Why I Don’t Give Up Food for Lent

First off, my camera is refusing to get along with my computer and I can’t see to upload my photos.  The Lemonator is working on a fix and I should have a post on my delicious Fat Tuesday dinner by tonight or tomorrow morning.  Among other things, I discovered that making spinach gratin with smoked cheese and nutmeg makes a tasty dish especially rich and delicious!

Today is Ash Wednesday, the first day in Lent.  It’s a day of fasting for me, so I will not have any interesting food to report today.  I don’t know how familiar everyone is with Lent, but its a traditional forty day period of reflection and penance before Easter.  Many people choose to give up a luxury or bad habit during Lent.  As you can imagine, there are many people who choose to give up something food-related. 

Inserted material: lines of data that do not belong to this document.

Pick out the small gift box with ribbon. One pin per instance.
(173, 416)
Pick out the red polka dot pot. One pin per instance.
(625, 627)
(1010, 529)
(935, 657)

Some years I “give up” something for Lent in the traditional way, while other years I choose my own affirmative ways of observing the season.  But I do not and will not give up food for Lent.  I observe the fast days, but I refuse to give up dessert as a sign of spiritual penance.  In this culture, we are surrounded by strong puritanical attitudes toward food.  There are good foods and bad foods and if you eat bad foods, you are supposed to feel guilty.  I do not want to give myself any excuse to think that I am a better person because I didn’t eat a handful of chips or a piece of chocolate.  Furthermore, giving up food is so inextricably tied to weight loss in our social views that I worry that a spiritual decision to give up a type of food would prove more distracting than focusing.

It’s been said before, but it bears repeating:  food is not a moral issue.  You are not a better or worse person because you ate a cookie (or five cookies, for that matter).  I do not fault any other person who chooses to give up a food item for Lent–there are plenty of legitimate reasons to do so.  For me, personally, I know that giving up food would allow negative messages about food and body and self-worth into my head.   And the entire point of Lent is to clear your mind and turn from the things that hold you back from loving God and your neighbor.



  1. The Lemonator gave up lemonate for lent one year… that was an interesting time 🙂

  2. I just wanted to add an opinion as someone who has given up food for lent. For me, the overall idea is that I give up a food that you love, because then every time that I think of/reach for/would eat that food, I think about the sacrifice God made of giving up his Son for me. I am constantly reminded of Christ’s sacrifice and end up realizing how little it matters in the long run if I drink pop or eat chocolate, etc.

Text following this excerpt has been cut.